Bullock: Right to bear arms in the Constitution

Montana governor strikes moderate note on gun control

Matt AJ

Gov. Steve Bullock (D-MT) speaks to the media before an event in Council Bluffs, Iowa on June 11, 2019

WASHINGTON, D.C. — Speaking to Jewish Insider on Wednesday, Steve Bullock broke from many of his rivals for the Democratic nomination, saying that he did not think the Supreme Court’s decision in D.C. v Heller was a bad decision and that the Second Amendment does contain an individual right to bear arms.

The statement came after a speech in which the Montana governor touted his support for measures like an assault weapons ban and universal background checks for firearms purchases in the aftermath of mass shootings in El Paso, Texas and Dayton, Ohio.

In Heller, the court ruled for the first time that the Second Amendment to the Constitution did protect the individual right to bear arms for self-defense and overturned the District of Columbia’s ban on handgun possession. 

However, Bullock’s remarks on Heller separated him from a number of other Democratic candidates, including Senators Cory Booker (D-NJ) and Bernie Sanders (I-VT) as well as former Congressman Beto O’Rourke (D-TX), who have announced their support for reversing the landmark 2008 decision.

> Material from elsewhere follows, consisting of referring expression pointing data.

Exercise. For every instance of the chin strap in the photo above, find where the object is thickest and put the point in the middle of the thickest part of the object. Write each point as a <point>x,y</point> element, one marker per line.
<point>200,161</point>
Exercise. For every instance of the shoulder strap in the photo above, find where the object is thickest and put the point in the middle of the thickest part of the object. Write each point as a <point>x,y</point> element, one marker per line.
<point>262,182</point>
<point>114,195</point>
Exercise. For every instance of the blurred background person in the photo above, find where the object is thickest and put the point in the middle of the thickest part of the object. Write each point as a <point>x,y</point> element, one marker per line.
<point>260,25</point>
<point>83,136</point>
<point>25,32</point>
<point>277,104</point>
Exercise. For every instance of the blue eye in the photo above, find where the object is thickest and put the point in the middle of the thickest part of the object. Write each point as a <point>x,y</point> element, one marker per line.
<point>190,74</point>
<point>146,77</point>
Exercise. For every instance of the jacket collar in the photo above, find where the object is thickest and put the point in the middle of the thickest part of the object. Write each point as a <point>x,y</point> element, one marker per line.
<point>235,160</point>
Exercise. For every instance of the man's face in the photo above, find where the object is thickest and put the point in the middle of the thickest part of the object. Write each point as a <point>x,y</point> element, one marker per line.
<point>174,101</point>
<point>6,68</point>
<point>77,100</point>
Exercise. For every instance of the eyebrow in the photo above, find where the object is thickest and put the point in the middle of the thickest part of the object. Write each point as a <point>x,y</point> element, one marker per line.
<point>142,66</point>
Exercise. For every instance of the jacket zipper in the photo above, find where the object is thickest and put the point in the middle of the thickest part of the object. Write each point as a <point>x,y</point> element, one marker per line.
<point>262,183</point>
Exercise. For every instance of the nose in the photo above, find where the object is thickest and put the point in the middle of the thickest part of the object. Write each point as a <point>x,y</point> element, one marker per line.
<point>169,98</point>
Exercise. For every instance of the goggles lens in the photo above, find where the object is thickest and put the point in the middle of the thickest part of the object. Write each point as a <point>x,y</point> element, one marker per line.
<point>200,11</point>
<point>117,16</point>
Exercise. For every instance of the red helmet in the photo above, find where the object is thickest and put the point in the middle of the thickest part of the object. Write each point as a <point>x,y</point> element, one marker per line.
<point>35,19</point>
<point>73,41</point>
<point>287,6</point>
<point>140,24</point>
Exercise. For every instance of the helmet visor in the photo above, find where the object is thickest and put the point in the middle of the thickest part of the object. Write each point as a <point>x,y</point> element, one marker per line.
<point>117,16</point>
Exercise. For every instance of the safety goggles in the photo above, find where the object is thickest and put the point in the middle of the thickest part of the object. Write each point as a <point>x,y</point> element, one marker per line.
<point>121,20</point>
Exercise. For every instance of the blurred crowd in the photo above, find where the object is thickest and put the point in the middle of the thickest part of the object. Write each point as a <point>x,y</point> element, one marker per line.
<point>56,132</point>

In addition, Hillary Clinton, the Democratic presidential nominee in 2016, said she “disagreed” with the court’s decision in that case. 

Bullock touted his background as a red state gun owner as proof of his ability to successfully push gun control legislation if elected. “I’m calling on my fellow gun owners to take leadership in the fight against gun violence that’s tearing our country apart,” said Bullock. “I believe I can speak to folks who live in gun country.”

The Montana governor has long positioned himself as one of the more moderate and electable candidates running in the Democratic field. In addition to his remarks on Heller Wednesday, Bullock renewed his criticism of Medicare for All and for decriminalizing unlawful entry into the United States, positions that a number of Democratic rivals have also embraced. He described  those Democrats who want to ban private insurance and implement Medicare for All as wishing “to repeal and replace Obamacare.”